### General Prediction Model for Football Players

This prediction model evaluates a player's overall performance and impact based on the following aggregated metrics

---

*Performance Index*:

A weighted index combining:
- Goals and assists (G+A)
- xG+xAG (expected contributions)
- PrgC, PrgP, PrgR (progression metrics)
- Defensive contributions (Tkl, Int, Blocks)

In [7]:
import pandas as pd
import numpy as np
from sklearn.model_selection import train_test_split
from sklearn.metrics import mean_squared_error, r2_score
from pytorch_forecasting import TemporalFusionTransformer, TimeSeriesDataSet
from pytorch_forecasting.data import GroupNormalizer
from pytorch_lightning import Trainer
import torch

  from tqdm.autonotebook import tqdm


In [15]:
# Load datasets
def load_data():
    df_22_23 = pd.read_csv('Data/df_22_23.csv')
    df_23_24 = pd.read_csv('Data/df_23_24.csv')
    df_24_25 = pd.read_csv('Data/df_24_25.csv')
    return df_22_23, df_23_24, df_24_25

In [29]:
# Preprocess data for TFT
def preprocess_data_tft(df):
    # Add time_idx for temporal ordering
    df = df.reset_index()  # Reset index to ensure uniqueness
    df['time_idx'] = pd.factorize(df['MP'])[0]

    # Feature Engineering
    df['G+A'] = df['Gls'] + df['Ast']
    df['xG+xAG'] = df['xG'] + df['xAG']

    df['Performance_Index'] = (
        df['G+A'] * 0.4 + 
        df['xG+xAG'] * 0.3 + 
        (df['PrgC'] + df['PrgP'] + df['PrgR']) * 0.2 + 
        (df['Tkl'] + df['Int'] + df['Blocks']) * 0.1
    )

    df['Future_Potential'] = (
        (1 / (df['Age'] + 1)) * df['MP'] + 
        df.groupby('Player')['G+A'].transform(lambda x: x.diff().fillna(0))
    )

    # Verify uniqueness of the index
    if not df.index.is_unique:
        raise ValueError("Data index must be unique.")

    return df

In [30]:
# Create TimeSeriesDataSet
def create_tft_dataset(df):
    df = preprocess_data_tft(df)
    
    max_prediction_length = 1  # predict one season ahead
    max_encoder_length = 3  # use data from the last three seasons
    
    training = TimeSeriesDataSet(
        df,
        time_idx="time_idx",
        target="G+A",
        group_ids=["Player"],
        max_encoder_length=max_encoder_length,
        max_prediction_length=max_prediction_length,
        static_categoricals=["Player"],
        static_reals=["Age"],
        time_varying_known_reals=["time_idx"],
        time_varying_unknown_reals=["Gls", "Ast", "xG", "xAG", "PrgC", "PrgP", "PrgR", "Tkl", "Int", "Blocks", "Performance_Index", "Future_Potential"],
        add_relative_time_idx=True,
        add_target_scales=True,
        add_encoder_length=True,
        allow_missing_timesteps=True
    )

    return training

In [31]:
# Train TFT model
def train_tft(training):
    trainer = Trainer(gpus=1 if torch.cuda.is_available() else 0, max_epochs=30)
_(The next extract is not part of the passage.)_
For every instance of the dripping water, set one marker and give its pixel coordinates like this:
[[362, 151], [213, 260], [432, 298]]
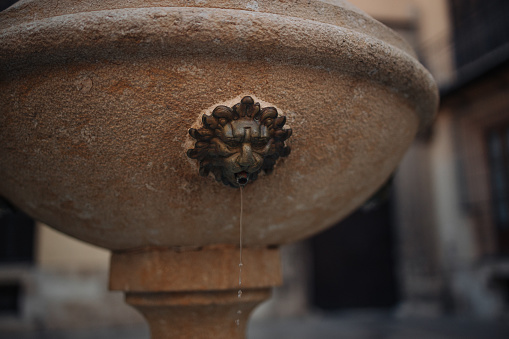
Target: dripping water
[[239, 293]]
    tft = TemporalFusionTransformer.from_dataset(
        training,
        learning_rate=0.03,
        hidden_size=32,
        attention_head_size=4,
        dropout=0.1,
        hidden_continuous_size=16,
        output_size=7,  # for regression
        loss=torch.nn.MSELoss(),
    )

    trainer.fit(tft, train_dataloaders=training.to_dataloader(train=True, batch_size=64))
    return tft

In [32]:
# Evaluate TFT model
def evaluate_tft(tft, test_dataloader):
    predictions = tft.predict(test_dataloader)
    return predictions

In [33]:
# Main workflow
def main():
    df_22_23, df_23_24, df_24_25 = load_data()

    df_train = pd.concat([df_22_23, df_23_24])
    df_test = df_24_25

    training = create_tft_dataset(df_train)
    testing = create_tft_dataset(df_test)

    tft = train_tft(training)

    test_dataloader = testing.to_dataloader(train=False, batch_size=64)
    predictions = evaluate_tft(tft, test_dataloader)

    print(predictions)

In [34]:
# Execute the workflow
if __name__ == "__main__":
    main()



TypeError: Trainer.__init__() got an unexpected keyword argument 'gpus'